3. Laylat al-Bara’a (Night of Forgiveness)
Laylat al-Bara’a is a night of forgiveness and blessings, observed in the month of Sha’ban. It is believed that during this night, Allah forgives the sins of the believers. Muslims engage in prayers and seek forgiveness for themselves and their loved ones on this night, which will be on April 20th, 2019.
In the year 2019, Ramadan is expected to begin on the evening of May 5th and end on the evening of June 4th. This month of fasting signifies inner reflection, self-discipline, and a deepening of one’s faith. Muslims practice fasting from dawn till dusk and engage in increased acts of worship.
5. Eid al-Fitr
Eid al-Fitr, the joyous festival that marks the end of Ramadan, is anticipated to be celebrated on June 5th, 2019. Muslims gather for prayers, feasts, and the exchange of gifts, spreading love and joy in their communities.
In 2019, Hajj is expected to take place from August 9th to August 14th. Muslim pilgrims from all corners of the world will gather in Mecca to perform the rituals of Hajj, symbolizing unity and submission to Allah.
Frequently Asked Questions
Q: What is the significance of the Islamic calendar?
A: The Islamic calendar holds great significance in the lives of Muslims, as it determines the dates of religious observances, festivals, and events. It symbolizes the connection between Muslims worldwide and reminds them of their religious obligations and commemorations.
Q: Why does the Islamic calendar differ from the Gregorian calendar?
A: The Islamic calendar is based on the lunar cycle, while the Gregorian calendar follows the solar cycle. The Hijri calendar consists of twelve lunar months, which are shorter than the months in the Gregorian calendar. As a result, the dates of Islamic events shift each year in relation to the Gregorian calendar.
Q: How are the new moon sightings determined?
A: The new moon sightings are determined by Islamic scholars and local moon sighting committees. These committees keep an eye out for the sighting of the new moon each month, and once it is confirmed, the new month officially begins.
Q: How can I keep track of Islamic dates and festivals?
A: There are various Islamic calendars available, both in print and online, which provide the dates of Islamic events and festivals. You can also refer to local Islamic centers or websites for accurate Islamic dates in your region.
Q: Are all Muslims required to observe the same dates and festivals?
A: Some dates, such as the beginning of Ramadan and Eid al-Fitr, are observed globally by Muslims. However, other festivals and dates may vary depending on cultural and regional practices. It’s important to follow the guidelines established by the local Islamic authorities in your area.
Q: Can non-Muslims participate in Islamic festivals?

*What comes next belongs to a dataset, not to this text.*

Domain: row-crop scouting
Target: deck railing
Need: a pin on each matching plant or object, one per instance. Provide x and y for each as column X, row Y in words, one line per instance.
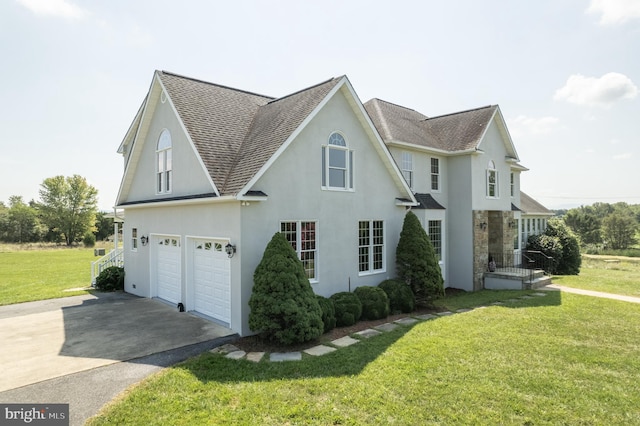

A: Islamic festivals are primarily celebrated by Muslims; however, non-Muslims are often welcome to attend and learn about the traditions and customs. It’s always best to seek permission and guidance from the hosting community or Islamic center before participating.
Q: Can the Islamic calendar be used for business or administrative purposes?
A: While the Islamic calendar is predominantly used for religious purposes, it can also be utilized for administrative and business purposes in Muslim-majority countries. However, most countries that use the Islamic calendar follow dual dating systems to accommodate international conventions.
The Islamic calendar serves as a unifying force among Muslims worldwide, enabling them to come together in observing dates that hold immense spiritual and cultural significance. By familiarizing ourselves with the Islamic calendar and the dates of upcoming festivals, we can gain a deeper understanding of our faith and the global Muslim community.
As we enter the year 2019 in the Islamic calendar, let us embrace the dates and festivals that lie ahead with love, unity, and a renewed commitment to our faith.